La désinformation à propos de l’Afrique s’est démultipliée depuis le retour à la Maison Blanche de Donald Trump, y compris sur le continent. Les chercheurs observent un « changement radical » dans les médias en ligne, poussé par l’agitation géopolitique et la méfiance. Quelques exemples dans trois grands pays d’Afrique ces dernières semaines, dont certains démêlés par AFP Fact Check.
En Afrique du Sud, le prétendu « génocide blanc »
L’Afrique du Sud a été critiquée par la nouvelle administration américaine sur une série de sujets, notamment la promulgation récente d’une loi sur l’expropriation. « L’Afrique du Sud confisque des terres et traite certaines classes de personnes TRÈS MAL », a attaqué Donald Trump sur les réseaux sociaux en février. Mais de l’avis des experts et analystes, aucune terre n’a été confisquée et la loi précise que le gouvernement doit payer une compensation « équitable » pour toute expropriation.
L’offre de Washington de fournir un « refuge sûr » aux Afrikaners, descendants des premiers colons européens en Afrique du Sud, a ensuite ressuscité le mythe du « génocide blanc », que Donald Trump avait repris dès son premier mandat en évoquant des « meurtres à grande échelle de fermiers ».

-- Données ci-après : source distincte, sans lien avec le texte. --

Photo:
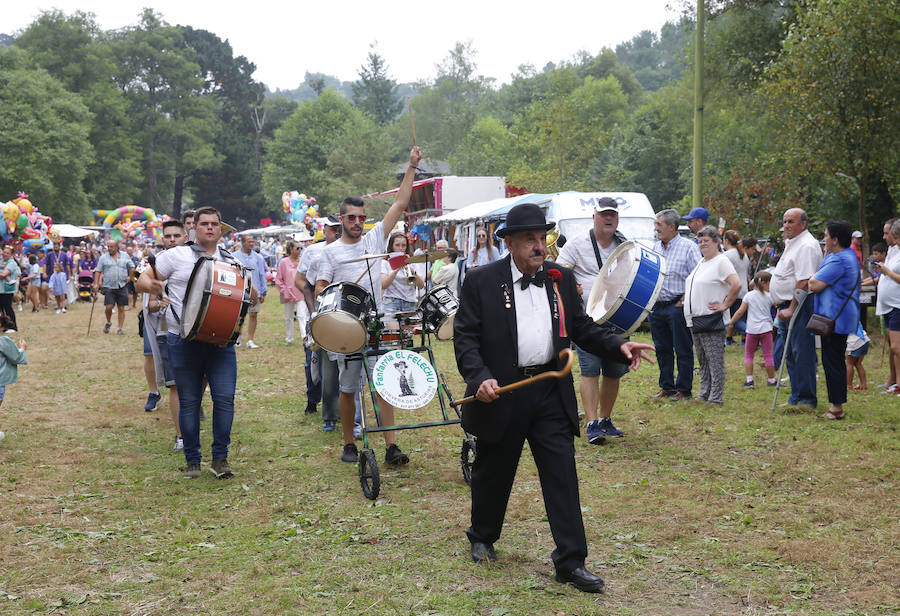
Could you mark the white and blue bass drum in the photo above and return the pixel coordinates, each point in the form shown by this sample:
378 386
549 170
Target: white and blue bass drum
626 287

Des publications virales sur les réseaux sociaux ont faussement affirmé que 60 agriculteurs blancs étaient tués chaque jour. D’autres ont assuré que plus de 4 000 avaient été assassinés ces six dernières années. Mais les chiffres des groupes de défense des intérêts des fermiers comme des Afrikaners font état d’environ 50 personnes de toutes catégories raciales tuées chaque année dans des fermes. Près de 3 000 individus ont été tués dans des exploitations agricoles entre 1994 et 2024, a par exemple dénombré l’Union agricole du Transvaal. Parmi les plus de 19 000 meurtres commis dans le pays entre janvier et septembre 2024, la plupart des victimes étaient des jeunes hommes noirs dans les zones urbaines, selon la police.
Les remarques de Trump sont « irresponsables », estime l’analyste politique sud-africain Gideon Chitanga, rappelant que la propriété des terres est un sujet de tensions historique. « Ce type de propagande peut en fait inciter les Noirs à s’en prendre aux Blancs, ou bien faire enrager les Blancs », explique-t-il. « Trump alimente des stéréotypes existants et les gens ne s’intéressent pas forcément à la vérité tant qu’elle correspond à leurs attentes politiques », explique Trust Matsilele, maître de conférences en journalisme à l’université de Birmingham City.
Au Nigeria, des vidéos générées par l’IA
Au Nigeria, le mouvement indépendantiste des Peuples indigènes du Biafra (IPOB), dont les partisans produisent du contenu généré par l’intelligence artificielle (IA) pour doper leur campagne, a prétendu avoir le soutien de Donald Trump. Une vidéo manipulée montrait le président américain exprimant son soutien à ce groupe, dont le fondateur est poursuivi pour trahison. D’autres publications relayaient une vidéo générée par l’IA qui prétendait montrer le président finlandais, Alexander Stubb, promettant aussi son soutien.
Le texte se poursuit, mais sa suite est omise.